ContrailMetadataCheck

Available starting from the 2019.2.3 maintenance update

Severity

Critical

Summary

The OpenContrail metadata on the {{ $labels.host }} node is unavailable for 15 minutes.

Raise condition

min(exec_contrail_instance_metadata_present) by (host) == 0

Description

Raises when the curl 127.0.0.1:8085/Snh_LinkLocalServiceInfo | grep -c 169.254.169.254 HTTP query returns 0, indicating that the OpenContrail metadata service is unavailable on the affected node.

Troubleshooting

  1. Log in to the OpenContrail web UI using the credentials from /etc/contrail/contrail-webui-userauth.js on the network nodes.

  2. Navigate to Configure > Infrastructure > Link local services and verify that metadata is configured.

  3. Inspect the Telegraf logs using journalctl -u telegraf.

Tuning

Not required

ContrailHealthCheckDisabled

Available starting from the 2019.2.4 maintenance update

Severity

Critical

Summary

The OpenContrail health check is disabled.

Raise condition

absent(contrail_health_exit_code) == 1

Description

Raises when the metric from the contrail-status check script is absent.

Troubleshooting

Inspect the Telegraf logs on the ntw nodes.

Tuning

Not required

ContrailHealthCheckFailed

Available starting from the 2019.2.4 maintenance update

Severity

Critical

Summary

The OpenContrail health check failed for the {{ $labels.contrail_service }} service on the {{ $labels.host }} node.

Raise condition

contrail_health_exit_code != 0

Description

Raises when any contrail service from the output of contrail-status is inactive.

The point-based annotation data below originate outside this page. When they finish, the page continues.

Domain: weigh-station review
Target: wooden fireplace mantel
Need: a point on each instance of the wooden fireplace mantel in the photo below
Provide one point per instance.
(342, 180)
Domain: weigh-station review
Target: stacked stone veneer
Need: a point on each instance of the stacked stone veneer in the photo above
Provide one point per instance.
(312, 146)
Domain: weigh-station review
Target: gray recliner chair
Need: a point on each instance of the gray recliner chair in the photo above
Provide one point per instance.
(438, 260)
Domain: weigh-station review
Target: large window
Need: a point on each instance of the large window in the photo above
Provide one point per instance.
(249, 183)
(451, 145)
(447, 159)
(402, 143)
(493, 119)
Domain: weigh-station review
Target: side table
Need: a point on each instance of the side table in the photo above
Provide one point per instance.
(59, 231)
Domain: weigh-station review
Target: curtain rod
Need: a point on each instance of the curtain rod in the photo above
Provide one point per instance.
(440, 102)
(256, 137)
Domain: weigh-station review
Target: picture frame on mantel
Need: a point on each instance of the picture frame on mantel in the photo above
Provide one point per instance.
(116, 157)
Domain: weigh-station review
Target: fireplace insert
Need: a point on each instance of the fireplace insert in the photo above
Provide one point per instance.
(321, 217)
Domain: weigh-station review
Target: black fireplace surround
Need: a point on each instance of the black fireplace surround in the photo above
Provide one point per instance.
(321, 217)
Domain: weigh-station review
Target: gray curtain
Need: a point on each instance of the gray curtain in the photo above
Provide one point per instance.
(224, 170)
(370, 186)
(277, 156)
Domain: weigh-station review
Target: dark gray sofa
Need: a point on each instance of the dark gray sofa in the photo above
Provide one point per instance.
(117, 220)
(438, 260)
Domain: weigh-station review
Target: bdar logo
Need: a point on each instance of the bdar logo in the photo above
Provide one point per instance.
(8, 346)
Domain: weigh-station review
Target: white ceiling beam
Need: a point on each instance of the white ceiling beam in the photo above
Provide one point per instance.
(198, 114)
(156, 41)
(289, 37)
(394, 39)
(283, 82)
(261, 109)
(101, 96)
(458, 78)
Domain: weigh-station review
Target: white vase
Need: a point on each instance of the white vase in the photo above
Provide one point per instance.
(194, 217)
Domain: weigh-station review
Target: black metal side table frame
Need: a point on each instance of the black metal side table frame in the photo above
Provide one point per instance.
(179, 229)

The contrail_service label in the raised alert contains the affected service name.

Troubleshooting

Inspect the affected service.

Tuning

Not required

OpencontrailInstancePingCheckDown

Available starting from the 2019.2.4 maintenance update

Severity

Major

Summary

The OpenContrail instance ping check on the {{ $labels.host }} node is down for 2 minutes.

Raise condition

instance_ping_check_up == 0

Description

Raises when the OpenContrail instance ping check on a node is down for 2 minutes. The host label in the raised alert contains the affected node name.

Tuning

Not required